To reach those currently excluded by health systems, we can center our work on the needs and preferences of the most vulnerable and marginalized communities. This includes considering race, economic status, gender, climate vulnerability and other characteristics in the co-design and delivery of health services to ensure that services are consistent and responsive to the specific needs of the community and that those who receive services are also invested in their success.
The Malawi Ministry of Health has already started integrating responsive PHC into its Health Sector Strategic Plan III (HSSP3 2023 – 2030) through the innovative “ONE Plan, ONE Budget, ONE M&E” approach. By aligning national development priorities to achieve maximum impact for all Malawians, the government focuses on holistically integrating quality people-centered services that consider each individual’s needs.
Using technology and innovation to open up new pathways to quality health care for under-reached communities is important. We have great examples of how mobile health technologies and supply chain innovations can be used to provide remote consultations, support community health workers and get essential medicines quickly to where they are required.
But ultimately, it comes down to us. All of us. It is important to coordinate efforts across different sectors, including working with education systems to ensure that children are vaccinated and have access to school health services, for instance. Governments, donors, and civil society organizations are crucial in achieving responsive PHC.
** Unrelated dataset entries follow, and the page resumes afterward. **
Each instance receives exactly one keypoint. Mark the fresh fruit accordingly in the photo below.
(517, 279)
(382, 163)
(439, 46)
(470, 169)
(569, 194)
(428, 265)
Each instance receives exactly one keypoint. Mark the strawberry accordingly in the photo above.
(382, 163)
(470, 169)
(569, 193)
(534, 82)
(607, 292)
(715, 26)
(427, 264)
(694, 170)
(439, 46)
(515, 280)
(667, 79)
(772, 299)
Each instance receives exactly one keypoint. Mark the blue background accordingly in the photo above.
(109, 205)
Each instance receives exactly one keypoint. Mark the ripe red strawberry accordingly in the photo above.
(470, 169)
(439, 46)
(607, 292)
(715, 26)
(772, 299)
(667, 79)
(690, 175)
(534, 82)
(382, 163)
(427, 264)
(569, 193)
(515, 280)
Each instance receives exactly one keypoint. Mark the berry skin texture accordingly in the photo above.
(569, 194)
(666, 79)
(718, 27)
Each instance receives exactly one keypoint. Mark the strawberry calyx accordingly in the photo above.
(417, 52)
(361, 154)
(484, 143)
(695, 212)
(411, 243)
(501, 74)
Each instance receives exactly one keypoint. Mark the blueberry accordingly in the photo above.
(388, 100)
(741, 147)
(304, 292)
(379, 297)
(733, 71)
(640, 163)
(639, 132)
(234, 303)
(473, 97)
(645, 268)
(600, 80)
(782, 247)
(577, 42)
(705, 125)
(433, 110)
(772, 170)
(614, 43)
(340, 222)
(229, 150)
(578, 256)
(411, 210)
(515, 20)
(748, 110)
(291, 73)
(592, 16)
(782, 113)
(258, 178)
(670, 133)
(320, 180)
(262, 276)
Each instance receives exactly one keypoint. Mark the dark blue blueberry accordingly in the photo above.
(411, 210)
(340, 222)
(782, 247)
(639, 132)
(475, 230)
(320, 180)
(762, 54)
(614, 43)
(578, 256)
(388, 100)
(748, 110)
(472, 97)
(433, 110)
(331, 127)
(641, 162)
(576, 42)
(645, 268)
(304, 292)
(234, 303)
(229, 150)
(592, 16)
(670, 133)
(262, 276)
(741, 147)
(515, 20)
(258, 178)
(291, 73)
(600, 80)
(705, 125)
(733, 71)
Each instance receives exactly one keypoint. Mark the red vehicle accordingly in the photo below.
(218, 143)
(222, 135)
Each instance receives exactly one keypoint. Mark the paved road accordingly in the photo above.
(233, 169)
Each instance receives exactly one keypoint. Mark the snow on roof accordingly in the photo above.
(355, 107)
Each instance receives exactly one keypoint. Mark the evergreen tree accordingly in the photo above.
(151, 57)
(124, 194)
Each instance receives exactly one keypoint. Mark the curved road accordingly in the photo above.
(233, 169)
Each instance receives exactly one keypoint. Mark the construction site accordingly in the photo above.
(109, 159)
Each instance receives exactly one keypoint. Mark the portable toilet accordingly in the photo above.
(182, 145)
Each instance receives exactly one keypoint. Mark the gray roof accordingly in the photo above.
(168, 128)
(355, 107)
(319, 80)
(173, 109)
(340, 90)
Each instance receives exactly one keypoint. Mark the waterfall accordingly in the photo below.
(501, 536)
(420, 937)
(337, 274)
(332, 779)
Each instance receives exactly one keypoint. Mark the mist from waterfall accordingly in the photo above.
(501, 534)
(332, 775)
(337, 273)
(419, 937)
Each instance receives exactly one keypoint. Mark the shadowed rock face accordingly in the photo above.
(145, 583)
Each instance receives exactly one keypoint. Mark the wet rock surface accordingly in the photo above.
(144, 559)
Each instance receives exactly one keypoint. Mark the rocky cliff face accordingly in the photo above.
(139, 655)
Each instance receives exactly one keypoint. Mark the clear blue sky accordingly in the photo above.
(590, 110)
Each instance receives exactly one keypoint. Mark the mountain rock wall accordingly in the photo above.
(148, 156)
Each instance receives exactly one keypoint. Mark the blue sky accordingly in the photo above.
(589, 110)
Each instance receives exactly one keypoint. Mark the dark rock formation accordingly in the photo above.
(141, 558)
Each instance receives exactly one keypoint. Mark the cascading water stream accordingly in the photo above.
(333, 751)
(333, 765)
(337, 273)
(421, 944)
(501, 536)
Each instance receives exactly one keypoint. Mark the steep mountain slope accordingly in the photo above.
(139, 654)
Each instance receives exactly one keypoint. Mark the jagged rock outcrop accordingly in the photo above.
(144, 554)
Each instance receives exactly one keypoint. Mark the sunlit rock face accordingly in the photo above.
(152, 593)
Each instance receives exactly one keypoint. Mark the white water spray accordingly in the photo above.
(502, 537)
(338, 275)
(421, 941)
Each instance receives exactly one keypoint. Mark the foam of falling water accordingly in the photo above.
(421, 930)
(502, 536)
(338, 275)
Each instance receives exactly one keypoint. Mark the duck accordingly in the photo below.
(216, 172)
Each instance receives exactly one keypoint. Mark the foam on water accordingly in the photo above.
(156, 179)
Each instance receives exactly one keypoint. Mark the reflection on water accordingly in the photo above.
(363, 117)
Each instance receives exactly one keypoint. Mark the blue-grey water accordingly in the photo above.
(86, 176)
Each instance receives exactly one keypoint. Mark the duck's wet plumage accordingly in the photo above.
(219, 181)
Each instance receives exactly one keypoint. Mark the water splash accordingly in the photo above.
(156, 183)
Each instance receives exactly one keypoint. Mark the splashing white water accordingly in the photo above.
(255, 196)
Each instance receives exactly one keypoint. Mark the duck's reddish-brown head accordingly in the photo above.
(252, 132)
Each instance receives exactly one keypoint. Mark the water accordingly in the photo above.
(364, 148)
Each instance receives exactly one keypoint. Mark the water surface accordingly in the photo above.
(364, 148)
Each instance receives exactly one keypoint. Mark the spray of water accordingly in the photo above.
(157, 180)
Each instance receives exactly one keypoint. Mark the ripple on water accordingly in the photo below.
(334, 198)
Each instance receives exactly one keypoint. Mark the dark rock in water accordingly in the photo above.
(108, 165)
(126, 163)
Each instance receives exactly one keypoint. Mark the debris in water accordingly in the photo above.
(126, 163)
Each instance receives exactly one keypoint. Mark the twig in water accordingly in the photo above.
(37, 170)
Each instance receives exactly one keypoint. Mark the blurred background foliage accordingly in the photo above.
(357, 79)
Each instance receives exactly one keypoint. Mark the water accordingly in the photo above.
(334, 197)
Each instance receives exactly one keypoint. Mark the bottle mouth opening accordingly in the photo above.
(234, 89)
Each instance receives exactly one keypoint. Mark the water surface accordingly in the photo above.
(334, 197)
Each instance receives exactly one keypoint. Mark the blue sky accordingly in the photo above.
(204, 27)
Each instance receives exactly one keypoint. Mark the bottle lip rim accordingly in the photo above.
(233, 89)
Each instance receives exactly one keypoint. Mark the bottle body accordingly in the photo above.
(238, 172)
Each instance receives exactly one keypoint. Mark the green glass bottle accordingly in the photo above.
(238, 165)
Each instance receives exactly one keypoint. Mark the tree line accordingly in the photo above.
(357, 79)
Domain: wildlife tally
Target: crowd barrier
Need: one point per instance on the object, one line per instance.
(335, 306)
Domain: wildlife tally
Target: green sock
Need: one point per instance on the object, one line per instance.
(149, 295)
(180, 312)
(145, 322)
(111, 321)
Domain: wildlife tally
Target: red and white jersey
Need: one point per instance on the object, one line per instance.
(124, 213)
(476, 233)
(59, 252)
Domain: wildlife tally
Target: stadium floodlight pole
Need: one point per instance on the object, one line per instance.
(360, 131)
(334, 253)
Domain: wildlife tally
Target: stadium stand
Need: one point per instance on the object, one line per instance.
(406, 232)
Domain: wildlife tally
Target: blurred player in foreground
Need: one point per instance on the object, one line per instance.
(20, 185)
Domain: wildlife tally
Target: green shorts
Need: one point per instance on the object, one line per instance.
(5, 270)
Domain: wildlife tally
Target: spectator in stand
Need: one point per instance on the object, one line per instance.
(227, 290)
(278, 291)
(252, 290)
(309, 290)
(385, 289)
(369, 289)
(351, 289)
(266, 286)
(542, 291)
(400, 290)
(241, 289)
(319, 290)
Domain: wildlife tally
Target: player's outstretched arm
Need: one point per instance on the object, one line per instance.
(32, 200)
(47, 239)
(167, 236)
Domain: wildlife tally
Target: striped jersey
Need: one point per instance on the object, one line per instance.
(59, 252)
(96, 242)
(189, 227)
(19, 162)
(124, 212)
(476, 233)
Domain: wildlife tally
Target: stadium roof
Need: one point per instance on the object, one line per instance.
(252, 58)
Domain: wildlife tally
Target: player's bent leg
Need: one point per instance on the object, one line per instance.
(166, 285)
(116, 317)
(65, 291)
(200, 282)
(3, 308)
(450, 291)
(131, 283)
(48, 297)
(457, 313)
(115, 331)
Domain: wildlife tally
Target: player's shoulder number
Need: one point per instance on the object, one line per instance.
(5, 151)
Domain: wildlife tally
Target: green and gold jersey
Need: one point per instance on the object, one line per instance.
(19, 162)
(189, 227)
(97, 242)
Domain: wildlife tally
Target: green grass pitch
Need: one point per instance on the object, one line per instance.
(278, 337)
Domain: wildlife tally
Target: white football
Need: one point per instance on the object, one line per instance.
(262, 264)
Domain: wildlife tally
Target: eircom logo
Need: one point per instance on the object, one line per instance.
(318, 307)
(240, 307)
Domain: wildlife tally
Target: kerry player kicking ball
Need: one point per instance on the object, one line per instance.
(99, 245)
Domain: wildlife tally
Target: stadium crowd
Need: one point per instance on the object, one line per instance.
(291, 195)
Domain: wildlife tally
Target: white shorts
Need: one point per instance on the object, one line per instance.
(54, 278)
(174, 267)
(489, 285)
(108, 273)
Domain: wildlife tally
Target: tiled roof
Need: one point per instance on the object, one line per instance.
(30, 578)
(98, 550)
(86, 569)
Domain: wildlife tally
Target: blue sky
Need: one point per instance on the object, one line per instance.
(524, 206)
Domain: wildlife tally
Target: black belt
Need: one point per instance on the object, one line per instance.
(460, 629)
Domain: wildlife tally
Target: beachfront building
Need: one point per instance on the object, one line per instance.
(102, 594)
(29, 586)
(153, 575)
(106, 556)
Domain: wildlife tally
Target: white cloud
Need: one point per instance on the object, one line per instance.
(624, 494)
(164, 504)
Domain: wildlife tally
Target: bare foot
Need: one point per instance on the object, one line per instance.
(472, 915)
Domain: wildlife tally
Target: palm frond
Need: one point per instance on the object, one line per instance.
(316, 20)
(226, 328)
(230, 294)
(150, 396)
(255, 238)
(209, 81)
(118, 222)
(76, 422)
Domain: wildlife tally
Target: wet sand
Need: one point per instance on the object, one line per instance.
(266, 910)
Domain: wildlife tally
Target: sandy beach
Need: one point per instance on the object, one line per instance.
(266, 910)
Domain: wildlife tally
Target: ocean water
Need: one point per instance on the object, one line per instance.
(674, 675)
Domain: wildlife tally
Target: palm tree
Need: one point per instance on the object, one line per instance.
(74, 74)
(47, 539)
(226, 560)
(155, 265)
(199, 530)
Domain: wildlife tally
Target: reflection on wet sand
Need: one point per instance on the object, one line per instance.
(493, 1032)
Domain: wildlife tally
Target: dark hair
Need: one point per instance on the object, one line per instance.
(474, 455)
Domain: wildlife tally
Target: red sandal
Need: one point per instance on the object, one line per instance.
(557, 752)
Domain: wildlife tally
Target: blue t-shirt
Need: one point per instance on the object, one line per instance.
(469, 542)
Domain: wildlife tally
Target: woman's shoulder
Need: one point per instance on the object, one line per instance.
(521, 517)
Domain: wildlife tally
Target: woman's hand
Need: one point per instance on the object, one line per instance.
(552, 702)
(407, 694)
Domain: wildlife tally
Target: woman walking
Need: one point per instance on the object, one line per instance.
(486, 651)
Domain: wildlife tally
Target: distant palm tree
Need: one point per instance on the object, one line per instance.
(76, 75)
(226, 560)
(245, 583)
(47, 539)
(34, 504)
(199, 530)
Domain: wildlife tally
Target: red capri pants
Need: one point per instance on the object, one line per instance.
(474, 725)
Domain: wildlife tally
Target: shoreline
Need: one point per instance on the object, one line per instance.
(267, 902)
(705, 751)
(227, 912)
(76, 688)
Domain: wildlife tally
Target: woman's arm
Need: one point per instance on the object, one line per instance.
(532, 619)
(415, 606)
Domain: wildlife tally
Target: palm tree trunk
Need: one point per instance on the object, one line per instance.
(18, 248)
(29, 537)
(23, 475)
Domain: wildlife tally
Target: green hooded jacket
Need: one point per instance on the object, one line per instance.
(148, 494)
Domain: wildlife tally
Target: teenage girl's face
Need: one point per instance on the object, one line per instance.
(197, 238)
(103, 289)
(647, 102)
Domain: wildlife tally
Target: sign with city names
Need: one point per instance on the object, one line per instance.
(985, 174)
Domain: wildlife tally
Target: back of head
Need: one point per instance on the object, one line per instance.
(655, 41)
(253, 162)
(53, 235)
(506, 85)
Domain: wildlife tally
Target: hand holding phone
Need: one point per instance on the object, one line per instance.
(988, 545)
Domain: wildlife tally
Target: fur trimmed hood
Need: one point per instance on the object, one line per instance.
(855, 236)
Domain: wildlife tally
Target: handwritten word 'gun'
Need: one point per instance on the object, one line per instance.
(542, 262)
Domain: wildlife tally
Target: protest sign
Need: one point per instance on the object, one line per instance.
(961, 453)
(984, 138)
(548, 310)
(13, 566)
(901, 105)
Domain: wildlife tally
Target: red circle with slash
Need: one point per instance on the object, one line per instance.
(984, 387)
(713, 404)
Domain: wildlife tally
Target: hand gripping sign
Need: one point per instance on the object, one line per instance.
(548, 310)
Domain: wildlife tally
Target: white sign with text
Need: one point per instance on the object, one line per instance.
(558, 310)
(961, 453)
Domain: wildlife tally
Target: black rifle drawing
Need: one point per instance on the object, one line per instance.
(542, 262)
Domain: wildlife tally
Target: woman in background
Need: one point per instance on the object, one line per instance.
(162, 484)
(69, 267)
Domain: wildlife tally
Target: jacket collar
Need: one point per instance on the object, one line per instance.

Leadership cannot be substituted
The consensus in the room was clear: this week, we’d like governments to commit boldly to investing in responsive PHC systems. They must also work together to address the root causes of health inequities, such as poverty, gender inequality, and climate change.
Donors must provide financial and technical support to governments and civil society organizations working to strengthen PHC systems. They also need to advocate for policies that promote responsive PHC.
Civil society organizations need to work with governments and donors to ensure that PHC systems are responsive to the needs of communities. They also need to hold governments accountable for the commitments they make.
As noted by Mr. Maphosa, “Sustained leadership intent cannot be substituted. We need leaders who have a sustained effort and focus on health, not only when they are afraid [of an extreme weather event or pandemic]. We must act, every day, as if we are afraid.”
Let’s make it a reality
Responsive PHC is essential for accelerating progress towards SDG 3, which calls for good health and well-being for all. It is the foundation for a healthy society.
As we concluded the roundtable, I was struck by the words of Dr. Moeti and the Hon. Minister Chiponda. Dr. Moeti reminded us, “Collective action is essential to achieving our ambitions. We must find language to inspire and empower others to join us.” Minister Chiponda outlined the challenge ahead, “This is the critical moment to recommit to SDG 3. Let’s close the gap and make a difference in the lives of everyone.”
The will to make positive change as a partnership was evident, and I am looking forward to the days, weeks and months ahead – including the forthcoming International Conference on Public Health in Africa in November, as I work alongside government and partners as a track lead for “Whole-of-society the Power of Engaging Civil Society, the Private Sector and Local Philanthropy.” We are putting a stake in the ground: responsive PHC can be the key to a healthier and more equitable world. Let’s build momentum together to make it a reality for all.